Distributed vs Remote Groundbeds
| Feature | Remote groundbed | Distributed anodes |
|---|---|---|
| Current source location | Concentrated away from structure | Spread along or near structure |
| Best fit | Long, continuous pipelines with good current distribution | Congested piping, tanks, short structures, shielding-prone areas |
| Primary concern | Interference and attenuation | Local overprotection, installation quality, branch balance |
| Field checks | Potential profile and output trend | Branch currents, local potentials, current distribution |
Where Distributed Anodes Help
- Plant piping with many branches and electrical bonds.
- Tank bottoms or local areas with limited remote current access.
- Short structures that need uniform current delivery.
- Areas where a remote groundbed creates excessive interference risk.
- Systems with shielding, congestion, or poor current throw from a remote source.
How to Interpret the Concept
Distributed anodes are used to place current discharge closer to the areas where current is needed. That can reduce the distance current must travel through the electrolyte and may help improve local distribution. It does not remove the need for measurements.
Actual performance depends on anode condition, electrolyte resistance, cable continuity, coating condition, electrical continuity of the structure, current demand, and where the reference electrode is placed during field readings. A distributed layout can still leave weak areas if current does not reach the intended surfaces.
Design Cautions
Distributed anodes can improve current delivery, but they can also create local gradients and overprotection if poorly designed. The evaluation must consider anode spacing, branch current balance, structure coating condition, reference electrode placement, and whether all intended sections are electrically continuous.
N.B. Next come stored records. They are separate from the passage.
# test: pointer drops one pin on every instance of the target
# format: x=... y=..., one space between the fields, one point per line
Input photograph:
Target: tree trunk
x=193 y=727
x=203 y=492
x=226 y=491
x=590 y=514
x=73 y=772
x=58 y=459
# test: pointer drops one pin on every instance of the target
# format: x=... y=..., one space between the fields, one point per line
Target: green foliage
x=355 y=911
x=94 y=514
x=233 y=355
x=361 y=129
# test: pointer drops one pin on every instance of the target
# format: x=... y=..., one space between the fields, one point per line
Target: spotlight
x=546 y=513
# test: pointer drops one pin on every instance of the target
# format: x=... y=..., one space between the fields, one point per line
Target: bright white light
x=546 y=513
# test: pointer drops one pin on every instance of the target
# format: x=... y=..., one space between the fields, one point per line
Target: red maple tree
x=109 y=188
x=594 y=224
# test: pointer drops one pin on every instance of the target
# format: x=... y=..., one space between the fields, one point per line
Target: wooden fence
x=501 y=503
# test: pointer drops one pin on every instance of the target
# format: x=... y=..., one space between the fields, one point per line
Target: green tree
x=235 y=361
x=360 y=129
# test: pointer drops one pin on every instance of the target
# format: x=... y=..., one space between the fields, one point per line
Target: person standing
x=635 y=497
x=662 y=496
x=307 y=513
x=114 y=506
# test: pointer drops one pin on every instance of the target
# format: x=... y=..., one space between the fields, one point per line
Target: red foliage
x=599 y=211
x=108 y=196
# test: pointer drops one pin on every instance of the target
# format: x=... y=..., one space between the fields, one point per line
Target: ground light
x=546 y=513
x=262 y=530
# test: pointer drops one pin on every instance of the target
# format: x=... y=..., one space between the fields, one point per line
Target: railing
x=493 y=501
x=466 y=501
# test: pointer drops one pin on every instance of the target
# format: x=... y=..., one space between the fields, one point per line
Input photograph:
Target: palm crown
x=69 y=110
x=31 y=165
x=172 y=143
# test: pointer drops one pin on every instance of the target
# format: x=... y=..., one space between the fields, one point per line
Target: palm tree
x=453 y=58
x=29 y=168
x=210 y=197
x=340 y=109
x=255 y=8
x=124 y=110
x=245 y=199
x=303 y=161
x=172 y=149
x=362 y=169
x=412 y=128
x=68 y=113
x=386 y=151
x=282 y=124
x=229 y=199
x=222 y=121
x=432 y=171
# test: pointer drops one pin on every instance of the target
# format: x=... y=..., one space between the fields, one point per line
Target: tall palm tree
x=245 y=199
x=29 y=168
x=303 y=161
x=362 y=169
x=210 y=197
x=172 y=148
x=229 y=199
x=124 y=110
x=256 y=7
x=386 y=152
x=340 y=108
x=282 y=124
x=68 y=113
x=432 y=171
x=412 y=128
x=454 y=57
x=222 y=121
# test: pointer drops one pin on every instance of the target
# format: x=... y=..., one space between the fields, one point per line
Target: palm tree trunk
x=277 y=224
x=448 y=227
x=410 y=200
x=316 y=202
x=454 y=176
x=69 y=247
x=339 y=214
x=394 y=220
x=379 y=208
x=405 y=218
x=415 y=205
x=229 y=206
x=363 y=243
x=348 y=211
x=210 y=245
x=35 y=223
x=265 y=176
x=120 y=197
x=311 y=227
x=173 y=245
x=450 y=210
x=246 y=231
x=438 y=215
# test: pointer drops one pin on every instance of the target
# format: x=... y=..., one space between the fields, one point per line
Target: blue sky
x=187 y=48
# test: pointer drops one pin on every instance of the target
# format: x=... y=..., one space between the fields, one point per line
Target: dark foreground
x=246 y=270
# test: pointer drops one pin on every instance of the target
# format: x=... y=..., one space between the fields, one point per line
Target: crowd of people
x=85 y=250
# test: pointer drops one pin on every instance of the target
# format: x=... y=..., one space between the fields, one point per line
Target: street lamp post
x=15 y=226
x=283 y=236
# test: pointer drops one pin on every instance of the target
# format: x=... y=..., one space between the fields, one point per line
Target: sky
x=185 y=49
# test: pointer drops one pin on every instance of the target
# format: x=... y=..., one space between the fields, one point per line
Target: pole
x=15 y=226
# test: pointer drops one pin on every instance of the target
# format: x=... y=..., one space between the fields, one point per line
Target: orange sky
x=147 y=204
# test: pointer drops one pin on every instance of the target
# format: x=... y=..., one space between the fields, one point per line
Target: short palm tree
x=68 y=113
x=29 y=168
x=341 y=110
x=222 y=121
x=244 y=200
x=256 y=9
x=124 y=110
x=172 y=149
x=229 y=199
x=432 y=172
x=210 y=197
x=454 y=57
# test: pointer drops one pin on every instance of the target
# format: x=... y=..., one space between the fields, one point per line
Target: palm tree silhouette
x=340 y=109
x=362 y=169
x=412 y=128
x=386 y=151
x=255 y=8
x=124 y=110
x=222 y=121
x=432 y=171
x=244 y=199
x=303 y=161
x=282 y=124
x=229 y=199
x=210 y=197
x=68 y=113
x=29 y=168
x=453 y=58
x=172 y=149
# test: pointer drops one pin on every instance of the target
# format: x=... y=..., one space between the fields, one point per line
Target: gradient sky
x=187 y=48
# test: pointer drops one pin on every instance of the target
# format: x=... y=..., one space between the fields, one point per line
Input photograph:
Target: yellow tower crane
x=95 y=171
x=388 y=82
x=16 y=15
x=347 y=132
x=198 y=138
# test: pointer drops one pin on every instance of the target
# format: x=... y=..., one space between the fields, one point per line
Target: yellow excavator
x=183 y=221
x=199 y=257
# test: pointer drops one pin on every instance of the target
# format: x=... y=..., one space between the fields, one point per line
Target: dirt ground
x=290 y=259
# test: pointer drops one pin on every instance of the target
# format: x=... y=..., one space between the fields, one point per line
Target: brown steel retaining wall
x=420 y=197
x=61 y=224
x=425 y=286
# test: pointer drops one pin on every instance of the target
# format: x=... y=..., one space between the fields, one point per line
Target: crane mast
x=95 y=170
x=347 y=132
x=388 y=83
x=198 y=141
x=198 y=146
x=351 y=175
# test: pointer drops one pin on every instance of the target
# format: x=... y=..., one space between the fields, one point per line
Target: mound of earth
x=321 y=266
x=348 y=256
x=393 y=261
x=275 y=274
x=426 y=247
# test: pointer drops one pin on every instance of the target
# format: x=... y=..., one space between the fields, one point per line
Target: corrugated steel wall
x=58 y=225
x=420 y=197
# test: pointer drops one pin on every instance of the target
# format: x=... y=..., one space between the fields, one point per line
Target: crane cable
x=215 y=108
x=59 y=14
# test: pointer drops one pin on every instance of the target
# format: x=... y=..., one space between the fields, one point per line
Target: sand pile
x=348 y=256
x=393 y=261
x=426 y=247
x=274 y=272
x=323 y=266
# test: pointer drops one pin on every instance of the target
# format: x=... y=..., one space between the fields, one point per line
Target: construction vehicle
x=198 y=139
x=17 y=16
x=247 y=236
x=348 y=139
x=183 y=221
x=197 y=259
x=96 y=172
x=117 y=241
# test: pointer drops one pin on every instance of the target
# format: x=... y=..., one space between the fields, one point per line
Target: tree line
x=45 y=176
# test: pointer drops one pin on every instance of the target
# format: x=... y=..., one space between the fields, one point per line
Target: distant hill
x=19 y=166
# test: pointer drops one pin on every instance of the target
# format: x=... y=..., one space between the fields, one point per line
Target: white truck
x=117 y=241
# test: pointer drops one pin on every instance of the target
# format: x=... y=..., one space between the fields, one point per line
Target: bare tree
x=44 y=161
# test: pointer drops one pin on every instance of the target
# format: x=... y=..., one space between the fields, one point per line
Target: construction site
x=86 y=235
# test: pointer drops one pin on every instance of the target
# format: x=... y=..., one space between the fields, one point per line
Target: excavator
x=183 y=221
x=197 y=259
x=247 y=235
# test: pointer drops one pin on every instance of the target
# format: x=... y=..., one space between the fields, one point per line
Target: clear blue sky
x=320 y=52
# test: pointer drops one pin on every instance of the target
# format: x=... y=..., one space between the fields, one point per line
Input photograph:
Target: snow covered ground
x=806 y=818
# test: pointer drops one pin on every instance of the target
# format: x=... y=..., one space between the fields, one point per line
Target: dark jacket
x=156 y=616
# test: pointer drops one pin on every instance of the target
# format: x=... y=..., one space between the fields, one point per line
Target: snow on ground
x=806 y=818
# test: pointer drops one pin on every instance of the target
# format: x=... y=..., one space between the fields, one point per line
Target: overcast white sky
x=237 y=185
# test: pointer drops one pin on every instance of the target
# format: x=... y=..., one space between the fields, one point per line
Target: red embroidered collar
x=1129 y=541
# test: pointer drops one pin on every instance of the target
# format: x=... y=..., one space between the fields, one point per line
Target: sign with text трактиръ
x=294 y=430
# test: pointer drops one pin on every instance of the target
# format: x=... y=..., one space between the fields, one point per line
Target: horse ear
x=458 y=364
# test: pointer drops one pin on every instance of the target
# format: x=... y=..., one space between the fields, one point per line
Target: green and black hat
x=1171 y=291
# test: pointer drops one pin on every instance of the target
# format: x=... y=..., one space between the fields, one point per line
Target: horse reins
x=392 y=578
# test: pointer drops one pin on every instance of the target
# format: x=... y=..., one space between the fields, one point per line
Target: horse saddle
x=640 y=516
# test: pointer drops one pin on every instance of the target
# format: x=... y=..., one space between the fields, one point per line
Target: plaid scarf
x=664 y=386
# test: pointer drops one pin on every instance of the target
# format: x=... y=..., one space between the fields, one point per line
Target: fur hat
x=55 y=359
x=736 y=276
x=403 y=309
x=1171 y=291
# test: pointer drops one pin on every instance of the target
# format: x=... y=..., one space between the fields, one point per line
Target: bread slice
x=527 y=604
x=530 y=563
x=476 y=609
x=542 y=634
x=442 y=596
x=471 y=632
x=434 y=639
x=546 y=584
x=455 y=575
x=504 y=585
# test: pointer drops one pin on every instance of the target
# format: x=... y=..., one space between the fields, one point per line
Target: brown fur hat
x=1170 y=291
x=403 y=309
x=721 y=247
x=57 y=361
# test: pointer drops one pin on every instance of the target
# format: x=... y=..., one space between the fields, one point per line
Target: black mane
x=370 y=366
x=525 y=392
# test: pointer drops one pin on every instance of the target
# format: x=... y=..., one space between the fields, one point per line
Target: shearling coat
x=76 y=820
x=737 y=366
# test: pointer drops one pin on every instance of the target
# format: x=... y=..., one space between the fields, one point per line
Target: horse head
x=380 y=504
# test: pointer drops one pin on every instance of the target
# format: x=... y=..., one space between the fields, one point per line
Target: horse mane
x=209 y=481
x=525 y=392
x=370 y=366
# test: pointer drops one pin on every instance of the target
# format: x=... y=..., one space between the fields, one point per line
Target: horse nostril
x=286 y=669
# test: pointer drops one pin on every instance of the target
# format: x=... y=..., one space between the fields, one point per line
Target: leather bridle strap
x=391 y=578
This page is a concept guide, not a spacing rule or installation procedure. Field conclusions should be supported by structure-to-electrolyte measurements, output data, continuity information, and survey history.
Field Note Guidance
When reviewing a distributed-anode system, note which structure area each anode or branch is intended to influence, whether branch current information is available, the local electrolyte conditions, and any locations where readings do not match the expected current distribution pattern.